The original piece was written by Sudip Chatterjee, Managing Director of BDO’s Valuation & Business Analytics' complex financial instrument group, and Anthony Ruda, Director in the New York office of BDO USA.
Fair lending in the US is governed by the Fair Housing Act and the Equal Credit Opportunity Act. Both are designed to protect consumers from unfair and discriminatory practices. The penalties for breaking the law and harming consumers are extremely high.
Fair lending professionals focus on four crucial items that have the greatest impact on fair lending analysis and compliance: Underwriting, Pricing, Redlining and Steering. They perform analyses and create useful reports with data analytics. But often, their message is not communicated effectively to senior executives who have little time to dive into the details.
Analytics and monitoring dashboards are an important part of doing this job well and serve as a basis for crafting a powerful message to senior leaders about potential compliance risk.
But what are the key elements that a good dashboard needs to have in order to get that message across effectively? We see three must-have features that every dashboard should have to monitor fair lending risk.
Get your KPIs right
First, it’s critical to select the right indicators to monitor. Whether an organization chooses to monitor loan-to-value ratios (LTV) or FICO scores – or combinations of these and others – will be specific to each organization and its line of business.

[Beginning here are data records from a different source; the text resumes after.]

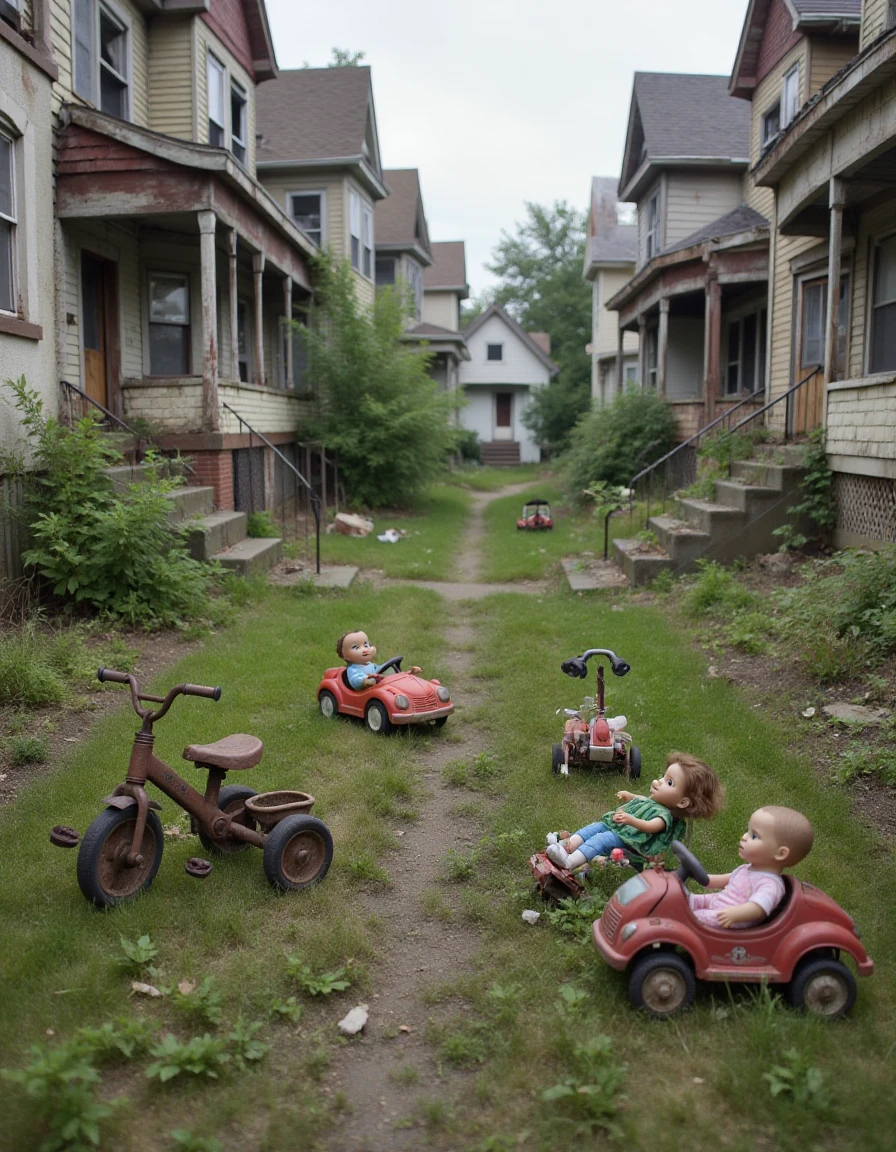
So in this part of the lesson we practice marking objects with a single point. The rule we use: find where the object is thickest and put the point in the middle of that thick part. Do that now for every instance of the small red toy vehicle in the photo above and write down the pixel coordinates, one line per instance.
(397, 699)
(598, 740)
(536, 515)
(648, 929)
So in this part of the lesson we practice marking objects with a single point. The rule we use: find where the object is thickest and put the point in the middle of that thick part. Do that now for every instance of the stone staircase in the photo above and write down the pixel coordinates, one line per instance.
(738, 522)
(211, 536)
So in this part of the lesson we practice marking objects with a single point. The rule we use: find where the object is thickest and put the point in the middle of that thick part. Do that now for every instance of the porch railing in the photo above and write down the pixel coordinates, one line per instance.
(314, 499)
(139, 441)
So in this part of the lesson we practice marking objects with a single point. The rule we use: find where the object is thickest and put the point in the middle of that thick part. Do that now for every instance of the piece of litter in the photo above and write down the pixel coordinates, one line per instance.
(354, 1022)
(144, 990)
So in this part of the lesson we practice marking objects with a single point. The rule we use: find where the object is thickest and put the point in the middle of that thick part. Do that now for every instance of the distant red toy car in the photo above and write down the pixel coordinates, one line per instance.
(648, 929)
(536, 515)
(396, 699)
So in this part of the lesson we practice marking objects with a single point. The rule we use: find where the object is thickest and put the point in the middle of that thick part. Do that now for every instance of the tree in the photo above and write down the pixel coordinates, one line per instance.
(376, 407)
(541, 287)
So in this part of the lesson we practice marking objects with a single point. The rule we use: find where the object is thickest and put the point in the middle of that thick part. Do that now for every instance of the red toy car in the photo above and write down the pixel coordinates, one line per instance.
(536, 515)
(397, 699)
(648, 929)
(587, 743)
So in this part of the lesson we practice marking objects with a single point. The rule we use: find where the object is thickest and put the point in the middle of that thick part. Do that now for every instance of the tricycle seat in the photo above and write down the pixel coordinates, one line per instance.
(230, 753)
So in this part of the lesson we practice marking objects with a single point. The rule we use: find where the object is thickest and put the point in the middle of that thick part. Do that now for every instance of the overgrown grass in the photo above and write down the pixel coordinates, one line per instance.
(427, 550)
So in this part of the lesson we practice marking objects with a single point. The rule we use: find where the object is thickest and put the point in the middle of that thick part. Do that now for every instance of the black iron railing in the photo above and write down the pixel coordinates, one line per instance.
(314, 499)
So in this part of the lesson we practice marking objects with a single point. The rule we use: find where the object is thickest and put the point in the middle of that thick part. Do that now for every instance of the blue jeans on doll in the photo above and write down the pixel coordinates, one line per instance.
(598, 840)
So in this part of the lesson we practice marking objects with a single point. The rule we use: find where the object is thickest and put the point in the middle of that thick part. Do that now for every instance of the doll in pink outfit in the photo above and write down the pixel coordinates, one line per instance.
(776, 838)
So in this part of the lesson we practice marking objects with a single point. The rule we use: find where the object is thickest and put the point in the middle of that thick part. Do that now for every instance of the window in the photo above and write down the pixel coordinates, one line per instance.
(883, 308)
(306, 209)
(653, 226)
(169, 324)
(101, 57)
(237, 122)
(790, 96)
(215, 75)
(7, 226)
(771, 123)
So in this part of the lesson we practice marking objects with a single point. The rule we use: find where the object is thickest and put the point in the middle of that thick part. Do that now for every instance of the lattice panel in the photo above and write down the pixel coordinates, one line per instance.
(866, 505)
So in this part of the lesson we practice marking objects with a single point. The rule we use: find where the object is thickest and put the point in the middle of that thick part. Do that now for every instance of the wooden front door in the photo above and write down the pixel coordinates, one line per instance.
(98, 327)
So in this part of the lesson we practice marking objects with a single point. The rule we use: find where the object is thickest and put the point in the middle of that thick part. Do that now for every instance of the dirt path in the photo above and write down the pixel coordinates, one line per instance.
(389, 1074)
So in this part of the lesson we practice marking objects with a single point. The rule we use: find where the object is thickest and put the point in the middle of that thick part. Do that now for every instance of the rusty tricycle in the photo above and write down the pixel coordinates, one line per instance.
(121, 850)
(589, 737)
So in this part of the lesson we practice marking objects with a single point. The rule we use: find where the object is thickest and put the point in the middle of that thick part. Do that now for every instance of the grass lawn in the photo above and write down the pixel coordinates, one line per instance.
(426, 552)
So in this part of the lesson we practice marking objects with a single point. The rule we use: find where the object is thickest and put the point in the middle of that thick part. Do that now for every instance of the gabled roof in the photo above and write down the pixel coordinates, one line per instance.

We suggest choosing data fields that have impact on underwriting and pricing decisions, such as debt to income ratios. This ratio indicates how much of a borrower’s income is going toward debt repayment. The higher the ratio, the riskier the borrower. This can be combined with the borrower’s age or ethnicity, which will indicate the quality of applications that are coming through the pipeline.
HMDA data is a great source of KPIs to help monitor your redlining risk, or the risk that your organization is illegally discriminating against borrowers because of the location of an applicant’s residence.
If banks limit the source of data analyzed to only that from competitor banks, banks can learn how many loans were made by competitors who are reporting within the same census tract. The data can also provide insights about whether their own advertising, marketing and market penetration is at risk. By focusing on the information that matters most, one can get a deeper insight on the risks in a portfolio.
Get the historical view as well
A second must-have feature is historical trend analysis. Monitoring how a KPI evolves over time can provide early warning signs if there is risk ahead. It can also be used to see if a strategy or plan is working or not.
In general, we say that key indicators are “works in progress,” meaning they can always be redesigned and improved as new data becomes available which can make the indicator a better predictive factor of the future.
Be able to drill-down on your data
Once you’ve got the right KPIs and historical data sets, banks need to be able to use that information to gain a complete picture of what’s happening by drilling down into the data. Drilling down means taking a general view of your analysis and narrowing it to the most granular level, usually to the application level.
For example, if a bank has built a KPI to monitor the FICO levels of minority applicants on a monthly basis, and the current month’s report indicates a sudden decrease in FICO scores overall, a bank can drill down to the loan level and discover more. Sometimes, the score decrease is related to a data error in the FICO score field in the database.
Drilling down not only gives a more narrow view, it can also help users see data from a different angle or point of view. This enhances the user’s understanding of the analysis and the data that supports it.
Challenges in setting up fair lending compliance
Getting fair lending monitoring right has evolved into a technical challenge.
One reason is the lack of skilled individuals available on the job market. Compliance has become an exercise that requires the use of sophisticated data science technology. Because of the rapid advances in technology, people working in compliance are being asked to do data-heavy analyses and some requires the use of tools, such as R or SAS.
In addition, companies struggle with incomplete, missing or messy data, which complicates the ability to do more than a basic analysis of loan profiles. All these factors leave a company exposed to compliance risks.
No matter where a company is on its journey of fair lending compliance, the goal should be to get a single data repository for their analytics with a data governance policy in place.
They should use well-defined reports that are produced automatically on a periodic basis and be alerted about anomalies. And their compliance monitoring should be automated and able to perform “mock” regulatory exams for compliance.
This way, lending institutions can fulfill their societal role, providing capital on a fair basis, regardless of race, religion or origin. For many people in the US, the American dream remains home ownership.